« 30 % des diabétiques sont dénutris ! »

dénutrition arthroplastie hancheLes diabétiques sont-ils plus vulnérables face à la dénutrition ?
Il faut être, comme avec tout patient, très vigilant au risque de dénutrition chez les diabétiques, et d’autant plus avec l’avancée en âge. Les diabétiques sont plus sensibles aux infections, du fait d’une immunité moins bonne, sont sujets à une capacité de cicatrisation altérée pouvant être encore aggravée par la dénutrition, et à risque, notamment chez les plus âgés, de fonte musculaire, source de handicap supplémentaire se rajoutant dans les formes compliquées de diabète à l’artériopathie et au « pied diabétique ». Ainsi, pour ne pas amplifier les comorbidités liées au diabète, il faudra veiller à assurer un bon apport nutritionnel, car la dénutrition aggrave l’état de santé général. Une attention toute particulière sera portée aux personnes âgées (plus de 70 ans).

 

La dénutrition se manifeste-t-elle de la même manière chez les diabétiques ?
Je ne vois pas de différence, pour un âge comparable, chez les patients diabétiques de types 1 et 2 (DT1 et 2). On observe les mêmes manifestions cliniques et étiologiques. Je dirais seulement que pour les DT2, dont environ 80 % sont en situation d’obésité, il peut être parfois plus difficile de diagnostiquer la dénutrition, le poids élevé rendant plus difficile l’évaluation de l’état nutritionnel. Nous avons d’ailleurs rajouté une section dans les recommandations de la HAS pour la personne âgée de 70 ans en situation d’obésité : une personne âgée en situation d’obésité́ peut être dénutrie. Le diagnostic repose sur l’association d’1 critère phénotypique et d’1 critère étiologique.

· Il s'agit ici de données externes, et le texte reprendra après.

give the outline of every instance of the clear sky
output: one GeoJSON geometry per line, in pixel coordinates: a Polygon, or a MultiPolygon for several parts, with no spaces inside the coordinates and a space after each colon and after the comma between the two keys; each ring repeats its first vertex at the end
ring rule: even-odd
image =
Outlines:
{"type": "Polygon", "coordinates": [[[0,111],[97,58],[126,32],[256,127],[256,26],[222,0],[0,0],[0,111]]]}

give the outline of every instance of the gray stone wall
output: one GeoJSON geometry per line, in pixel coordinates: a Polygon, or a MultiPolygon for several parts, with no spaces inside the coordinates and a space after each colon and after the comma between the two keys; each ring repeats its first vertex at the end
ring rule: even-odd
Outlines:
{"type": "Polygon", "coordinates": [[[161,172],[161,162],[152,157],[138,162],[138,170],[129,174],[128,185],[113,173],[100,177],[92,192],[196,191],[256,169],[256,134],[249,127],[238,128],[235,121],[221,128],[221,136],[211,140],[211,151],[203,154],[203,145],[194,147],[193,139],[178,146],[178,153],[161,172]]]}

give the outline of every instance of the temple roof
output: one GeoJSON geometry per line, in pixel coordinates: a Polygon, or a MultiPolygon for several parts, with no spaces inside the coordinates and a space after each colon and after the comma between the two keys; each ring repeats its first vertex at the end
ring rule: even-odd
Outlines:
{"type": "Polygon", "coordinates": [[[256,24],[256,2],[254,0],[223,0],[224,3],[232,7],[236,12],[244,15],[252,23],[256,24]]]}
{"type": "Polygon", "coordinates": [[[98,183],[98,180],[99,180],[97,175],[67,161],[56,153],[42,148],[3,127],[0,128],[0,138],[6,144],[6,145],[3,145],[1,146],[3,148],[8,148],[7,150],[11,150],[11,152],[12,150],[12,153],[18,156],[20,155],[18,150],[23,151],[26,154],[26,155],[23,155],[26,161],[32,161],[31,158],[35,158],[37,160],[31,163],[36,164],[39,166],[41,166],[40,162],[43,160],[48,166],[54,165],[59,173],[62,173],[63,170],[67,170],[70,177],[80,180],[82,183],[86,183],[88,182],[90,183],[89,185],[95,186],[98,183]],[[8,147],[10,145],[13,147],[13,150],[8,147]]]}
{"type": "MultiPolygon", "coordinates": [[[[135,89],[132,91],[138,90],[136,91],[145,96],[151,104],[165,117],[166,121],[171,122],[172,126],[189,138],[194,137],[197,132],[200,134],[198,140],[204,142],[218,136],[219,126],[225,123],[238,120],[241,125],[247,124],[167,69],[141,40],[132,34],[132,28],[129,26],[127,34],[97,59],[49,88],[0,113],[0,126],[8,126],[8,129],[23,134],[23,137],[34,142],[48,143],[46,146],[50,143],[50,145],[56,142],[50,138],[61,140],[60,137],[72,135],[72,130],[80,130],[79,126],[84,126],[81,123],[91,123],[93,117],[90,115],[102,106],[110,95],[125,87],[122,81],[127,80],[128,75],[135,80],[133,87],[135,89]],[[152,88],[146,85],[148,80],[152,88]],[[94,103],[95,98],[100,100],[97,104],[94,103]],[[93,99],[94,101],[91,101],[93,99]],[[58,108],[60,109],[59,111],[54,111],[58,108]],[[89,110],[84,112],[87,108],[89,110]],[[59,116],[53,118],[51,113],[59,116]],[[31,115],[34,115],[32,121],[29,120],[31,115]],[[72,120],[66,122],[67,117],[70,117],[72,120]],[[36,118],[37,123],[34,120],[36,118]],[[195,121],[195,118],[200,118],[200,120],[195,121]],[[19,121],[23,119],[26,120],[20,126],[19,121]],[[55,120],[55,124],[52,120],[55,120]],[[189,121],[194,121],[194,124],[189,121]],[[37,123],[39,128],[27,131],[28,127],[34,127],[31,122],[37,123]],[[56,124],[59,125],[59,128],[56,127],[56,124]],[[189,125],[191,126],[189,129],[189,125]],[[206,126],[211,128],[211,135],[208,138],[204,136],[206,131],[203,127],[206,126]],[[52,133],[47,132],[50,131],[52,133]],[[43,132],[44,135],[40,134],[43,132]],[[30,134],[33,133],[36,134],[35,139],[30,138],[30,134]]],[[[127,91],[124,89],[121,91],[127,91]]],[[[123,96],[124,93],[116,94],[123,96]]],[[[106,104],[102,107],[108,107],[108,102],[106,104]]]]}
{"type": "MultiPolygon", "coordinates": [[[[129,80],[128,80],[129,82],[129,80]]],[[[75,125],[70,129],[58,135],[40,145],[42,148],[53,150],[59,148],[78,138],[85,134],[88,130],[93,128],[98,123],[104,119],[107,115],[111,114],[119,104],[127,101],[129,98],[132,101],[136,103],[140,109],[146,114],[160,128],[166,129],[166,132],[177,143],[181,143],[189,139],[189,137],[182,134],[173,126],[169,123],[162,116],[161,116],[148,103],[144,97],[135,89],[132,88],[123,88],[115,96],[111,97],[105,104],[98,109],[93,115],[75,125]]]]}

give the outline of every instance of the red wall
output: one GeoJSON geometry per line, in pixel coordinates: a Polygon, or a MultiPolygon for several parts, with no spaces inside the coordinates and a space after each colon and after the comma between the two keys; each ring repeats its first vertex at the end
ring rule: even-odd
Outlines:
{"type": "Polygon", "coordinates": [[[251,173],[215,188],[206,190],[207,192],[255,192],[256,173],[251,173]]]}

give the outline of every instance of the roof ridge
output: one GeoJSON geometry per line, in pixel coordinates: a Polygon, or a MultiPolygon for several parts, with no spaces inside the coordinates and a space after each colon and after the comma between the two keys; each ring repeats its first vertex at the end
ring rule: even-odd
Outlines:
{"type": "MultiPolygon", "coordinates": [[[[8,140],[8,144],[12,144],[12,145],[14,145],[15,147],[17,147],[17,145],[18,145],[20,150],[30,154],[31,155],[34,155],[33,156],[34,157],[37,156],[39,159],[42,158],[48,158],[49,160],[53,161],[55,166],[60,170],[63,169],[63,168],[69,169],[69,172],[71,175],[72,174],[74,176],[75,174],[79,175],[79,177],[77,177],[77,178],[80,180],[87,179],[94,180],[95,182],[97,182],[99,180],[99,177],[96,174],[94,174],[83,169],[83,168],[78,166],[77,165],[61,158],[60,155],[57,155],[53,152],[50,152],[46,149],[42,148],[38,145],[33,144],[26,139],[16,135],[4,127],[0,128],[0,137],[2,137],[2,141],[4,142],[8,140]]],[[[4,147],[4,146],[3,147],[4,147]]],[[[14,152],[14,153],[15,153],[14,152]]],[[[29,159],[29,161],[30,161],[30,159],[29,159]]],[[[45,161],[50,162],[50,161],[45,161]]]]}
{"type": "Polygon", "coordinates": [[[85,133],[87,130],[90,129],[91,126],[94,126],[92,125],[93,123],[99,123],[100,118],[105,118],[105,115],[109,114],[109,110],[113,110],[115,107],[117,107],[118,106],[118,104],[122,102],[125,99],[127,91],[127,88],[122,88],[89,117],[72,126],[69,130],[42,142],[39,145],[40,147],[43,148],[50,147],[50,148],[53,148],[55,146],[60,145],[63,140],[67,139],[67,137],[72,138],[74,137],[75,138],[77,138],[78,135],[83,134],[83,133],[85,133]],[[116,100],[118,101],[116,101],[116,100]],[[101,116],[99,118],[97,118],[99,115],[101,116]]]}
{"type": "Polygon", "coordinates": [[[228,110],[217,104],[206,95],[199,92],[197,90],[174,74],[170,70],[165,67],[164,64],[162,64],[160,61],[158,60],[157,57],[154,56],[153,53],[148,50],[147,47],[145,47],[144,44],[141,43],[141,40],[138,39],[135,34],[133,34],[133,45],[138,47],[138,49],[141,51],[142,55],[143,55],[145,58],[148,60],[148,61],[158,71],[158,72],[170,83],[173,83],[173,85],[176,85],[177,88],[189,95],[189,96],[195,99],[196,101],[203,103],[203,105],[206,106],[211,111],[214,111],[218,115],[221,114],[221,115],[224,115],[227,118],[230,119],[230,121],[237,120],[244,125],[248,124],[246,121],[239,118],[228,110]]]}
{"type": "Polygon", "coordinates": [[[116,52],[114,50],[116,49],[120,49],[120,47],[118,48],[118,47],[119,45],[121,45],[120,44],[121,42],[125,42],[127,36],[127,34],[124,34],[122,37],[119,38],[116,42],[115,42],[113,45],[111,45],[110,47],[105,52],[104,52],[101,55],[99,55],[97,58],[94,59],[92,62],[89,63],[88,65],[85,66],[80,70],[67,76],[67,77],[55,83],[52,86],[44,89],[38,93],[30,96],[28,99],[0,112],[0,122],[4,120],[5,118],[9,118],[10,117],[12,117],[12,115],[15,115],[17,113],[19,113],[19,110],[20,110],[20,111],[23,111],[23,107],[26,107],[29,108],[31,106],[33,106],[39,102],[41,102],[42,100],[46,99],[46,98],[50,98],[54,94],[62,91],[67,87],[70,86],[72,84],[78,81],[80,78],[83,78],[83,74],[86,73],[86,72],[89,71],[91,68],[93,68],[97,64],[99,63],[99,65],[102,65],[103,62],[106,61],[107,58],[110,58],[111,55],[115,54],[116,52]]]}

Pour faire le diagnostic de dénutrition chez la personne âgée en situation d’obésité, il est recommandé d’utiliser les critères phénotypiques suivants (1 seul critère suffit) :
• perte de poids ≥ 5 % en 1 mois ou ≥ 10% en 6 mois ou ≥ 10% par rapport au poids habituel avant le début de la maladie ;
• sarcopénie confirmée.
• La surveillance de l’état nutritionnel des personnes âgées en situation d’obésité est identique à celle des personnes âgées non en situation d’obésité et doit donc être régulière en ville, à l’hôpital et en Ehpad/USLD.

 

Quelle est la prise en charge ?
La prise en charge des diabétiques dénutris devra être de même nature, mais nous publierons de nouvelles recommandations courant 2022. Et je rajouterai qu’il faudra particulièrement faire attention au niveau de l’apport protéique !
Pour les DT2, on peut prescrire des CNO, comme pour les autres patients, mais à condition qu’ils soient hypoglucidiques.
Avec les CNO, il faut toujours vérifier, dans les premiers jours d’utilisation, avec un autocontrôle glycémique, que ces apports nutritifs ne déséquilibrent pas le diabète ; sinon ils sont à prescrire comme chez les autres patients, aux mêmes conditions.

 

Quels sont les points-clés pour la pratique ?
Il faut la même attention que chez les non diabétiques : il faut peser, suivre le poids au fil des consultations, noter la perte de poids, rechercher des facteurs favorisant la dénutrition. Pour les diabétiques, ce sont les comorbidités dont nous avons parlé plus tôt qui augmentent le risque de dénutrition. En tout cas, ce n’est pas parce qu’ils sont diabétiques ou obèses que les patients ne peuvent pas être dénutris, et les conséquences peuvent être plus graves, car les diabétiques sont plus vulnérables aux conséquences de la dénutrition, en particulier s’ils sont âgés.